Jump to the more recent past, circa 2014-2015. Advocates fought tooth and nail to get the city of L.A. to make plans for a multi-modal city, with debates now focused on the kinds of lines drawn on the map – e.g. where bus lanes, protected bike lanes, and pedestrian priority zones would go. The city approved the plan, called Mobility Plan 2035, in 2015 and the approved it again in 2016 (because pro-car folks sued to cancel the original approval).
Now jump to the present day. As of 2022, seven years into a 20-year plan, the city has only implemented three percent of MP2035.
So, a coalition (led by Streets for All and including some of those same advocates that fought to get bus/bike/walk stuff into MP2035) decided to get the Healthy Streets L.A. initiative on the ballot in order to force the city to gradually implement those lines on the MP2035 maps. HSLA got the required signatures, and will appear on voters’ ballots in 2024.
A push to get HSLA approved outright resulted in the L.A. City Council entering a “look busy” phase.
Some promising concepts have come out of this phase. The council has affirmed that MP2035 implementation has been crappy, and that future mobility projects need to advance equity by centering investments that serve underserved communities.

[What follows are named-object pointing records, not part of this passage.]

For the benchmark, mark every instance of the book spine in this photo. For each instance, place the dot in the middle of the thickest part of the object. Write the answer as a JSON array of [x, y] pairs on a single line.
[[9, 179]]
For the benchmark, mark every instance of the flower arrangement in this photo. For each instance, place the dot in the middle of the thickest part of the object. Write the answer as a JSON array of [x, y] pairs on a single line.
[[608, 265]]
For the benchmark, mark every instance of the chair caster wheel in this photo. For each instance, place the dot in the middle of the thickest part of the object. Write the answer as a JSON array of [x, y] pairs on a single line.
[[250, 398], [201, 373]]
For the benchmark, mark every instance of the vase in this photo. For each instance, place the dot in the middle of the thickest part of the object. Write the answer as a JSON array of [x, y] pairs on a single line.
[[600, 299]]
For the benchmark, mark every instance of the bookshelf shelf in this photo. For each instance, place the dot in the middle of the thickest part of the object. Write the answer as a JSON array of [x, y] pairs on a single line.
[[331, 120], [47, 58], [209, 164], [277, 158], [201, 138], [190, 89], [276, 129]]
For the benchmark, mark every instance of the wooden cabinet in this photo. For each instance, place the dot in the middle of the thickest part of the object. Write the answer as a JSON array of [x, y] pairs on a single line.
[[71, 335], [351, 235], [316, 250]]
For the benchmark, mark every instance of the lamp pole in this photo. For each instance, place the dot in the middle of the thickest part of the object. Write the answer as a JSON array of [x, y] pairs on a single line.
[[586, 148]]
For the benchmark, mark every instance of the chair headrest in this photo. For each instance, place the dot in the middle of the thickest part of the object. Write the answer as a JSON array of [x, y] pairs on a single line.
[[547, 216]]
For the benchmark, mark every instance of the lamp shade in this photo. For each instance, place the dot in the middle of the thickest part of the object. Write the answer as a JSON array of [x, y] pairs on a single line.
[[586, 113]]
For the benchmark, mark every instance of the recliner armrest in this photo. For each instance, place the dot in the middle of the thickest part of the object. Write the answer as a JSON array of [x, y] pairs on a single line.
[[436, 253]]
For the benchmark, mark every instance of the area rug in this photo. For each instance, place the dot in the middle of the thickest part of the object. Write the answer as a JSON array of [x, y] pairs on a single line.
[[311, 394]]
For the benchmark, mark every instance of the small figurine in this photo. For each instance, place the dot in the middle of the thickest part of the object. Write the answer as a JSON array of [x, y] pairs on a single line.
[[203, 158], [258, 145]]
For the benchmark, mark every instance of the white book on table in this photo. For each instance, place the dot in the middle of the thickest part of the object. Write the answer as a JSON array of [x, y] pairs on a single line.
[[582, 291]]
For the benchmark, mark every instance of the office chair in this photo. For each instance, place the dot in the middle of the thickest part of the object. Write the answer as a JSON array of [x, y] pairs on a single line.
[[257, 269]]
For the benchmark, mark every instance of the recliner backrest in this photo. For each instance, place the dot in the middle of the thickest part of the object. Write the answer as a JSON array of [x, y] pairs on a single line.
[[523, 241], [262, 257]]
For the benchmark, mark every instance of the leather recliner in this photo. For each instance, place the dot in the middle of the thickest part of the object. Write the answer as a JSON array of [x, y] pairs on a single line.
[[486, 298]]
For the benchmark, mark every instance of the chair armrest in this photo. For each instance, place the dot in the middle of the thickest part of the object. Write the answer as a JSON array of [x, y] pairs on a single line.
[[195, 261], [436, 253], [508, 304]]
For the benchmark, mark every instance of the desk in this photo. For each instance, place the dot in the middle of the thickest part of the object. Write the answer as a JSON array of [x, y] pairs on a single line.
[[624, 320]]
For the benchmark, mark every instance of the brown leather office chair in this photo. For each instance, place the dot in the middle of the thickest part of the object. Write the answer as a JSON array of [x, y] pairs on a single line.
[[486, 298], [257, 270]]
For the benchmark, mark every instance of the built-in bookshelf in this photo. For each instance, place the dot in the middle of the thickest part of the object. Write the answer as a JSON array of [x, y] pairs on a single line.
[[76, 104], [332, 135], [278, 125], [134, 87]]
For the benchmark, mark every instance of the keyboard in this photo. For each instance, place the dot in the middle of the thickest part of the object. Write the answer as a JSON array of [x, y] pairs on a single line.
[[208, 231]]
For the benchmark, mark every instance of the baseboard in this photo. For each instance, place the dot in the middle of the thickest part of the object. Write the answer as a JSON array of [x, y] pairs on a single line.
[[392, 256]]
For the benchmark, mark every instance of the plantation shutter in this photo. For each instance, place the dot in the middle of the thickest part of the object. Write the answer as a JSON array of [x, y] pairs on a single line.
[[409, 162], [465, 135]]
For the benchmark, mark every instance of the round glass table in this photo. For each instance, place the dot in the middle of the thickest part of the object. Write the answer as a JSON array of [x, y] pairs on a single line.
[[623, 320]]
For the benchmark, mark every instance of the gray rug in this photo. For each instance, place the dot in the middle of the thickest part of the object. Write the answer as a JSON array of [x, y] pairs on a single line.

But what has been disturbing has been the city’s wholesale backing off of the Mobility Plan as a plan. Instead city staff – from the Planning Department, Chief Legislative Analyst, Department of Transportation, and others – are casting doubt on the city’s approved plan. This occurred repeatedly in an October 6 CLA memo and a November 30 City Council Public Works Committee meeting [audio] discussing the city council’s alternative version of HSLA.
CLA staff repeatedly characterized MP2035 as just “a policy foundation,” “a working guide,” “not an implementation tool with specific projects,” and “street segments indicated on the network concept maps represent potential opportunities.” (emphasis added).
And what about the Department of City Planning? If anyone believes that plans are actually plans, it should be the planners who wrote the plan, right?
At the committee meeting, DCP Planner Emily Gable stated that MP2035 is “guidance” for a “general vision.” MP2035 network maps are “guides for decision-makers.” She called the plan “aspirational” and emphasized its “flexibility.”
It’s instructive to note the pernicious double standard of how the city is treating other aspects of the Mobility Plan.
Bus lanes? Guidance.
Bike lanes? Policy foundation.
Safe walking? Aspirational.
Car capacity? Build it exactly as the plan specifies.
In addition to the multi-modal stuff, MP2035 mandates hundreds of miles of street widenings. There are a bunch of color-coded lines on maps that correspond to just how wide streets should be. Wherever new development takes place the DCP requires developers to spot-widen streets.
Nobody in the city, especially the DCP, is saying that the city should back off on street widening approved in the Mobility Plan. They refer to the Mobility Plan, and use is a rule to tell developers exactly what is required of them.
(There is a motion that proposes ending L.A. spot-widening. Perhaps developers could end widening even sooner by letting city reps know that those street widening specifics are just aspirational policy guidance, no?)
Approved street widening – to increase car capacity – is treated as scripture. Like a… well… plan.
Approved bus, bike, and walk improvements should be afforded the same treatment, not mealy-mouthed excuses.